“Persone tranquille e discrete, un gesto inspiegabile”
I vicini descrivono come persone tranquille, schive e riservate sia Giuseppina Trippi che suo nipote, Simone Impellizzeri. “Passavano e salutavamo, non abbiamo mai sentito litigi”, spiegano
E’ in questo appartamento al piano terra del civico 28 di via Mazzini che viveva Giuseppina Trippi. Una signora discreta ed educata, così la descrivono i vicini di casa, anche se non era molto conosciuta. «Passava spesso qui davanti» dice la titolare del bar che fiancheggia l’appartamento: un cenno, un saluto e poi a casa. Il retro del bar si affaccia proprio davanti alle finestre della casa in cui Giuseppina ha accolto il nipote «ma in questi mesi non abbiamo mai sentito nulla, non un litigio, non un urlo».
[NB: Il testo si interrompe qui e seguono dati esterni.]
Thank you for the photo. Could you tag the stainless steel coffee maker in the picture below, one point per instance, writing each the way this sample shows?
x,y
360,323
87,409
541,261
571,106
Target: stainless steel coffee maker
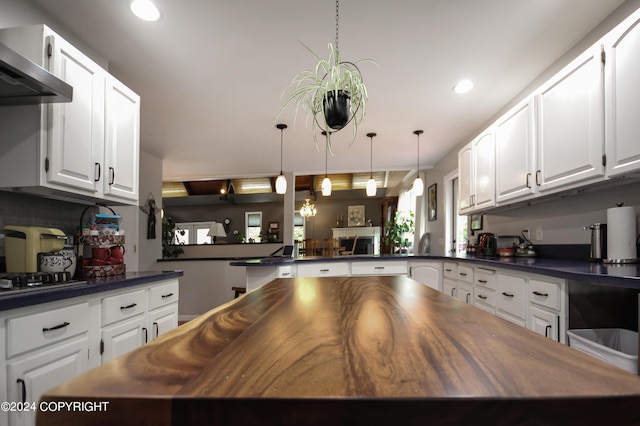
x,y
598,248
E anche Simone Impellizzeri era molto schivo «ma sempre educato», precisano tutti. I suoi problemi di droga, alcol e farmaci non trasparivano fuori dalle mura di casa e in molti non sospettavano neanche del suo tormentanto passato. «Lo vedevamo passare spesso qui davanti -dicono oggi dall’autoscuola Valentini- ed era sempre cordiale e tranquillo». Nessuno ricorda nulla che si possa considerare anomalo in quelle persone che convivano da qualche tempo. Anche ieri, a poche ore dall’omicidio, Simone Impellizzeri sarebbe stato in casa con un amico ad osservare di sfuggita i bambini giocare nel piccolo cortile. Come in un qualsiasi condominio. Molti non sapevano neanche quali fossero i problemi di Giuseppina Trippi, quelli che sarebbero stati alla base del violento raptus. «Camminava bene, non sembrava avesse qualche malattia grave», spiegano alcuni vicini. Ma probabilmente, quello che da fuori non si vedeva, è quello che ha esasperato il reo confesso portandolo all’efferato delitto.
Una casa normale, persone normali, una situazione normale in un palazzo a due passi dal centro. Eppure qualcosa di non normale è successo nella notte del 9 giugno.